Grass unterstützte die Wahlkämpfe Willy Brandts und half bei dessen Siegen 1969 und 1972. Was machte seine Wirkung aus?
Er wirkte zunächst durch seine Autorität und Bekanntheit als Schriftsteller. Grass zehrte ja zu Recht ein Leben lang von seinem Erfolg mit der Blechtrommel. Außerdem hatte er ein einzigartiges Talent als Erzähler, er konnte wirklich in Bildern sprechen. Nicht zuletzt war Grass der Typus des politischen Schriftstellers schlechthin, der davon überzeugt war, sich einmischen zu dürfen und zu müssen. Er verstand Intellektuelle nie als folgsame Legitimatoren der Politik. Bei all dem spielte auch eine Rolle, dass er aus Danzig stammte, also Emigrant war.
Inwiefern war das wichtig?
Er kannte das Gefühl, fremd im eigenen Land zu sein. Angriffe und Feindseligkeiten, denen Intellektuelle ausgesetzt sind, machten ihm wenig aus. Sie waren für ihn eher ein Antrieb.
Sie selbst waren ein intellektueller Wortführer der außerparlamentarischen Opposition, sie fühlten sich der Studentenbewegung und den Gewerkschaften verbunden. Wie beeinflusste das Ihre Freundschaft?
Ich habe bewundert, wie Grass sich für Brandt einsetzte. Aber wir hatten selbstverständlich Meinungsverschiedenheiten. Seine Positionen zu Israel teilte ich nicht immer. Ein ewiger Streitpunkt war auch: Für ihn bedeutete die APO in den 60er und 70er Jahren nur eine Vorstufe für parlamentarisches Engagement. Für mich war sie eine unabhängige Bewegung, die institutionelle Politik beeinflusste.
Heute sitzen die Grünen im Parlament und es gibt eine neue APO, siehe Blockupy. Haben Sie beide Recht behalten?
Grass mochte den Begriff "Dialektik" nicht. Aber ja, so gesehen behielten wir beide Recht. Eine APO stabilisiert sich nicht, wenn nicht innerparlamentarische Positionen dazu kommen. Da lagen wir nicht so weit auseinander.
Stirbt der Typus des politisch denkenden und handelnden Schriftstellers aus?
Ich hoffe nicht.
Aber?
Es gibt eine gewisse Orientierungsnot der linken Intellektuellen. Ich glaube, das hängt mit dem Zusammenbruch des Ostblocks zusammen. Solange es die DDR noch gab, konnten Intellektuelle sagen, was der Sozialismus nicht ist. Oder besser: Was er nicht sein darf. Mit dem Fall der Mauer ist diese Abgrenzung verloren gegangen. Heute müsste man sagen, was der demokratische Sozialismus sein könnte. Das ist schwieriger.

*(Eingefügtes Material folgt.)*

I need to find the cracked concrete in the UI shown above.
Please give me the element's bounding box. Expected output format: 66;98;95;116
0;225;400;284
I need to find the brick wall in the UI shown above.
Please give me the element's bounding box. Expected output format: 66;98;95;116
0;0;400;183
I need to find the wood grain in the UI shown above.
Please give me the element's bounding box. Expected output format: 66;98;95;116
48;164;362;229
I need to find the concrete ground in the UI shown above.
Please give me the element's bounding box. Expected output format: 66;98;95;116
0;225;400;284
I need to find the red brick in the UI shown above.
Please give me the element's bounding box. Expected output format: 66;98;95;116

Würden Sie sich von Literaten oder Wissenschaftlern mehr politisches Engagement wünschen?
Auf jeden Fall. Es würde der deutschen Debattenkultur gut tun, wenn sich Intellektuelle wieder stärker in Politik einmischten. Mehr Schriftsteller, Künstler und Wissenschaftler müssten sich politischer und risikobereiter äußern, das brächte Tiefgang in so manche Diskussion.